Dengue infection: patients of countryside in great trouble
DailySun || Shining BD
The dengue patients in the countryside have got into deep trouble due to manyfold problems, including lack of facilities for better treatment and saline and test kit crises.
The problems have been deepened as health authorities have asked local health officials not to send patients to Dhaka hospitals which are already flooded with patients.
Prof Dr Ahmedul Kabir, Additional Director General (Development and Planning) of the Directorate General of Health Services (DGHS), at a virtual press briefing on Sunday stated, “Dengue patients were admitted to all upazila health complexes. It is possible to ensure dengue treatment in the upazila hospitals." However, reports from various district and upazila level hospitals reveal a grim scenario. Patients are encountering difficulties in receiving appropriate care in both government and private facilities due to lack of facilities of better treatment including ICU bed, general bed, dengue testing kits, and saline.
Moreover, patients seeking treatment at ill-equipped private hospitals are becoming victims of financial exploitation, exacerbating the health crisis. Dr Md. Yusuf Ali, UH&FPO of Modhukhali Upazila Health Complex, highlighted the burden on local facilities, with 78 dengue patients under treatment as of last Sunday. "Our stock of dengue test kits is nearing exhaustion. We have requested additional supplies from the health directorate," he noted.
In Rajbari district, Dr. Mohammad Ibrahim Titon, Civil Surgeon, told the Daily Sun that 97 patients are currently undergoing treatment, with 32 new admissions in the past 24 hours. Hospitals are coping with the influx as best as they can, referring critical cases to nearby Faridpur Medical College Hospital.
Md Farid Hossain, Administrative Officer of Pabna General Hospital, confirmed that the hospital has been facing increased demand for dengue test kits, as patients throng to the hospital for tests.
The public's frustration is palpable. Residents of districts such as Faridpur and Pabna have voiced their grievances over the lack of adequate testing and treatment services in both government and private hospitals.

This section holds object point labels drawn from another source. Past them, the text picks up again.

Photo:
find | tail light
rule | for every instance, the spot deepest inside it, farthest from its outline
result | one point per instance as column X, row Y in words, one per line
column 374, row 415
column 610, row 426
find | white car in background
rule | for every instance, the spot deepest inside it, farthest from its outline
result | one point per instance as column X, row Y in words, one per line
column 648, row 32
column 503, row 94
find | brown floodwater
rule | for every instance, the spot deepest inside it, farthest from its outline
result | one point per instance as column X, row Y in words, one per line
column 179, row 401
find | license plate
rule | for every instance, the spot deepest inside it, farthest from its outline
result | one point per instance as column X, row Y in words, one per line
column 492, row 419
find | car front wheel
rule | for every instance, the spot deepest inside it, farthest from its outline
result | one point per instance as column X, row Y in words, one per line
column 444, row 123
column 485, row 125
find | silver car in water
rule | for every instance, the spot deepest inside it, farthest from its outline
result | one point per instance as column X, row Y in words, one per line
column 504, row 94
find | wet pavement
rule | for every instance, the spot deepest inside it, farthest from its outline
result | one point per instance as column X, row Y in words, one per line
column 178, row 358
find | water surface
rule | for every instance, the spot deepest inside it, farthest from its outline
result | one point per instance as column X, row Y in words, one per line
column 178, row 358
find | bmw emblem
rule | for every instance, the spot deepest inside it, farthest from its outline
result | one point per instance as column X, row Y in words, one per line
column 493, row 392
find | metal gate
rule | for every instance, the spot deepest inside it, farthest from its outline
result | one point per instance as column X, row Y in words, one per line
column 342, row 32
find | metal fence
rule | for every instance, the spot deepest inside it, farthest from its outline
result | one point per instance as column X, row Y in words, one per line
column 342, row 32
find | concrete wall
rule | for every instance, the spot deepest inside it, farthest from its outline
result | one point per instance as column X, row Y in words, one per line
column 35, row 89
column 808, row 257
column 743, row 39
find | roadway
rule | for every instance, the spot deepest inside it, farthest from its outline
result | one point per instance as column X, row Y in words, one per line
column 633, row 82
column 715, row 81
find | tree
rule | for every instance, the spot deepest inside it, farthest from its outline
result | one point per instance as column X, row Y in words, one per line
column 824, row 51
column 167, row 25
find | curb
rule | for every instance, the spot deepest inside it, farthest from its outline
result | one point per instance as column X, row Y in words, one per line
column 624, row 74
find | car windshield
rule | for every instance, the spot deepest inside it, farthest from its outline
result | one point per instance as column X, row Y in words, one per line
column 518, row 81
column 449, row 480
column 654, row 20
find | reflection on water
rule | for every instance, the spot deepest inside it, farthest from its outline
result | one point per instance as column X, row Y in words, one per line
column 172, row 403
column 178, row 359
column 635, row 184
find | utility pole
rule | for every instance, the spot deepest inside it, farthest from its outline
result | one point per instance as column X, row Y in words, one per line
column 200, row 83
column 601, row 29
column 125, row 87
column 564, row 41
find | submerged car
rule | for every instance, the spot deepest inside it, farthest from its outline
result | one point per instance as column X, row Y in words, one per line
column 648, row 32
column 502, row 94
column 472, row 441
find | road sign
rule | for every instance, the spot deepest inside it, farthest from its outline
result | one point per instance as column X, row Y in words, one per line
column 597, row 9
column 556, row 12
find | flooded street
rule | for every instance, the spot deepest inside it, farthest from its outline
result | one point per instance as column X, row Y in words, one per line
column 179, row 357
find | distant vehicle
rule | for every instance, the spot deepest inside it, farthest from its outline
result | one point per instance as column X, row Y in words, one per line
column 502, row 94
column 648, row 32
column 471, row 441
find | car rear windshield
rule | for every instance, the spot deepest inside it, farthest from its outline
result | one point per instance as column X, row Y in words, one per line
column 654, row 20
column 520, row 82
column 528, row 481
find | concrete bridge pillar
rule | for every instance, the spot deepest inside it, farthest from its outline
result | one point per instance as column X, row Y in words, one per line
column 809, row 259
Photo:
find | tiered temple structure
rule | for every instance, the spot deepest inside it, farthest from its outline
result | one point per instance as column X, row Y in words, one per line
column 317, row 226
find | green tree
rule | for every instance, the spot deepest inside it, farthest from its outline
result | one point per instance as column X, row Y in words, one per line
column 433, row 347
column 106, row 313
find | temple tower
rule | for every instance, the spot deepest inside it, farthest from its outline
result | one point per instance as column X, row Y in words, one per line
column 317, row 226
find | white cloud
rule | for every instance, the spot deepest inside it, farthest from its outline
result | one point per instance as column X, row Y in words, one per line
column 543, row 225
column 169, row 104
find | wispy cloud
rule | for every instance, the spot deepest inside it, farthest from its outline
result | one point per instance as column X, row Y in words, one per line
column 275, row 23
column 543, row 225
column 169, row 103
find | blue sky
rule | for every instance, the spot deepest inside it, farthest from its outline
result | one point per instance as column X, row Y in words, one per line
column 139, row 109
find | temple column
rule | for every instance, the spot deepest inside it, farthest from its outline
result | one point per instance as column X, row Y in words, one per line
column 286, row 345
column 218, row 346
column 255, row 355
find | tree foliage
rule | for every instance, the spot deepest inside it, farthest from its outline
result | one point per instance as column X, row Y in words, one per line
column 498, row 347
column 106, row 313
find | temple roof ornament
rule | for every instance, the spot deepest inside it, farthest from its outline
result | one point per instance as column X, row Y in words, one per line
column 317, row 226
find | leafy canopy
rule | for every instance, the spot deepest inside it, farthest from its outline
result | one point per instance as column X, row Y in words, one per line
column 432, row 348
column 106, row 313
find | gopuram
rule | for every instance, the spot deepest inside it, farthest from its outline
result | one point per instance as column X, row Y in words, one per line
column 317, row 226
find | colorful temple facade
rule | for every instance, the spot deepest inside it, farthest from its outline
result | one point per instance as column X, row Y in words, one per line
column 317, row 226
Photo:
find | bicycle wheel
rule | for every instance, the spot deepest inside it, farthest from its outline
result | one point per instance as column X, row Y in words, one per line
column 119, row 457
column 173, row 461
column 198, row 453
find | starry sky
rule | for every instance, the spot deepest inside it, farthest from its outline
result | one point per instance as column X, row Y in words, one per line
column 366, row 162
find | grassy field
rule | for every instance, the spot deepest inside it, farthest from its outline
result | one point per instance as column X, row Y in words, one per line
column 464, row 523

Healthcare facilities, already stretched thin, are unable to adequately address the rise in dengue cases. The governmental directive to halt the flow of patients to Dhaka hospitals may have been necessary, but it underscores the dire need for robust healthcare infrastructures across the country, especially as the crisis shows no sign of abating.
Sources from Dhaka hospitals highlight an additional layer of complexity. Sources indicate that the healthcare facilities in the capital are under increasing strain as critical dengue cases from other districts are being redirected to them, even as they grapple with their existing patient load.
Ahmedul Kabir of the DGHS elaborated on the national state of affairs, stating that the number of dengue tests has surged across the country, in part due to flu-like symptoms affecting a broad segment of the population.
In response to the mounting crisis, DGHS convened an emergency virtual meeting on Sunday involving Civil Surgeons, Upazila Health & Family Planning Officers, Divisional health officials, and representatives from Medical Colleges across the country. The primary focus was to formulate measures to manage the escalating situation effectively.
Ahmedul Kabir said fluid management is vital for dengue patients. “It doesn't necessitate sending them to Dhaka, as this puts patients, especially those in shock syndrome, at unnecessary risk during the long journey."
Three specific directives were issued by DGHS including formation of rapid response teams in every hospital.
The uptick in dengue cases outside of Dhaka has been alarming. In the past few weeks alone, there has been an approximate 50 percent increase in reported cases in rural areas.
Despite these governmental measures, concerns are running high among residents outside Dhaka. Many fear that local hospitals, already strained to their limits, will be further overwhelmed, raising questions about the healthcare system's capacity to manage this rapidly escalating crisis effectively.